Гарри не выдержал и расхохотался. Наверное, впервые за последние пять лет. Потому что рыжие «кудри» Патрика Макферсона сейчас с трудом можно было отыскать даже при самом внимательном осмотре.
— Смейся-смейся, Господь покарает тебя за это, Джодди, вот увидишь. И ты ведь тоже не всегда молодым будешь, — с горечью заметил старший из приятелей.
— Да брось ты, Пат, — утирая слезы, отозвался младший. — Можно подумать, мужчину волосы красят. На тебя и сейчас любая внимание обратит, не то что на меня…
— Хм, естественно, нашел чем удивить! Бабы, они ж в первую очередь внимание к себе ценят. А от тебя им какой толк? Ты ведь и на стриптизе сидишь к сцене спиной.
Крыть было нечем, Патрик сказал совершенную правду. После расставания с Дженни он, Гарри, полностью потерял интерес к женщинам, не вступал в случайные, ни к чему не обязывающие связи и даже к услугам платных «жриц любви» не прибегал. Словно в одночасье монахом стал… или все же импотентом? Может, она права была? Хотя самому ему тогда так не казалось…

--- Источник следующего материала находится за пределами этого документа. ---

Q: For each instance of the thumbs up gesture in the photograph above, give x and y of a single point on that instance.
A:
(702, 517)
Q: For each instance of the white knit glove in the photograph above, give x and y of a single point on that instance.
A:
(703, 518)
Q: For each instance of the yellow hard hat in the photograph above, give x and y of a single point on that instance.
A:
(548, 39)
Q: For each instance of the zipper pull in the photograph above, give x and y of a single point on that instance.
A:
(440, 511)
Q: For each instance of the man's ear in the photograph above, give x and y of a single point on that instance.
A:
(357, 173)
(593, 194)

— Было бы кем интересоваться, — смущенно-воинственно огрызнулся «обвиняемый». — Назови мне хоть одну заслуживающую внимания девицу хоть у Берта, хоть у старушки Лены, хоть… Да где угодно в этой дыре!

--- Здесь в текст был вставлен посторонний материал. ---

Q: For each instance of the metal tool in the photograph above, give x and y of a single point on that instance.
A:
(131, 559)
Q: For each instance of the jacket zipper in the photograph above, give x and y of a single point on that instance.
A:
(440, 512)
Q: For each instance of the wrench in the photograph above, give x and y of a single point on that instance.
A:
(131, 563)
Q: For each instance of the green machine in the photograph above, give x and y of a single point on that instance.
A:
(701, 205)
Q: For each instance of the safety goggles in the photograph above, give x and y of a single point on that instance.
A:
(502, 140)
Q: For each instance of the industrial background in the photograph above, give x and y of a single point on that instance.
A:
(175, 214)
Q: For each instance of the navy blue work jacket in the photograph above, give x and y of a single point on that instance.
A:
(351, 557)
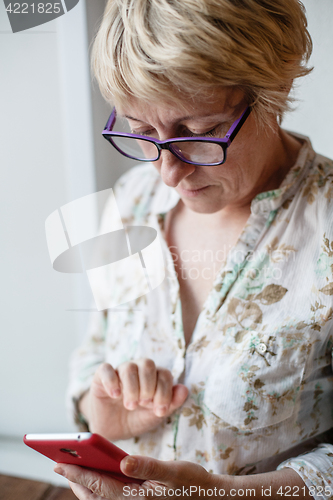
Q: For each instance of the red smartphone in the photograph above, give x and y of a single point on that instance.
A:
(85, 449)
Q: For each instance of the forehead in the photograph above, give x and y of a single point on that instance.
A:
(224, 101)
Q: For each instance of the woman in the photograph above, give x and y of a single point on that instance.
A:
(221, 377)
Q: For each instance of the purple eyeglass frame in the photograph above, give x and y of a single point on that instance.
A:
(167, 144)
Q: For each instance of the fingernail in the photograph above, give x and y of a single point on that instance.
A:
(161, 410)
(59, 470)
(131, 405)
(145, 401)
(131, 464)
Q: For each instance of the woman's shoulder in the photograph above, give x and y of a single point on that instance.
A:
(317, 188)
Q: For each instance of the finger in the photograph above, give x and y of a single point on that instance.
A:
(100, 484)
(106, 379)
(129, 378)
(179, 395)
(147, 381)
(163, 393)
(149, 469)
(82, 493)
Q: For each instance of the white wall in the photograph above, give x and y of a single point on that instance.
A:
(50, 147)
(46, 161)
(314, 111)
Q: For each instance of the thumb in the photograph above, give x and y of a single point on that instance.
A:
(147, 468)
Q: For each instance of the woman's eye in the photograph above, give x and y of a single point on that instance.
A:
(149, 133)
(214, 132)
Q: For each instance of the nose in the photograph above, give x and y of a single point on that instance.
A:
(173, 170)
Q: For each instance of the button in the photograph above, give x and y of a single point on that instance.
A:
(261, 348)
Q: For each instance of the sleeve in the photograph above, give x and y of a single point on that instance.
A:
(315, 468)
(86, 359)
(83, 364)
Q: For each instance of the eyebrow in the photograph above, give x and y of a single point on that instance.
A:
(183, 118)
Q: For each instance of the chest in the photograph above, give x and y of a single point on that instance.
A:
(199, 250)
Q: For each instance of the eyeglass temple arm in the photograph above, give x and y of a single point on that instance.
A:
(111, 120)
(234, 129)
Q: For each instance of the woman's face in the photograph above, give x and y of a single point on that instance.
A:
(251, 159)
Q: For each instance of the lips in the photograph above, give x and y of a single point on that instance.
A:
(191, 191)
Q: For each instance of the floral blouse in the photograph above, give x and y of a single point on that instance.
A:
(259, 364)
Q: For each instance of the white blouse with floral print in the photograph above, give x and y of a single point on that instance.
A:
(259, 364)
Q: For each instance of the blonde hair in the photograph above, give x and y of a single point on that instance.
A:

Патрик был настроен не столь пессимистично, как его приятель. Он моментально предложил три или четыре имени, но Гарри в ответ лишь поморщился.
— Брось, Пат, не дури. Тебе любая кажется ничего, стоит ей только приподнять край юбки и подмигнуть. У меня более требовательный вкус.
— Требовательный вкус? — насмешливо передразнил Макферсон. — У тебя? Да у тебя вообще нет никакого вкуса. Впрочем… — Он запнулся и замолчал, словно его внезапно осенило. — Мы сейчас это проверим. Если уж и эта красуля, на которую мы едем взглянуть, тебя не расшевелит, стало быть, дело твое плохо, старина.
— Что значит «дело мое плохо»?
— Только то, что ты превратился в импотента, вот что это значит. Это случается. Неработающие органы, знаешь ли, отмирают.
Гарри возмутился:
— Брось, Пат, не пори чушь! Если мужчина не бросается на первую встречную, это еще не признак того, что у него не все в порядке с потенцией. Просто я ищу в женщине не секундного удовлетворения плотской страсти…
— Что?! — перебил его изумленный друг. — Господи, Гарри, да тебе жара, что ли, в голову ударила? Ты чего это заговорил как на сцене?
Джодди смутился и, наверное, даже покраснел бы, если бы давно не разучился это делать.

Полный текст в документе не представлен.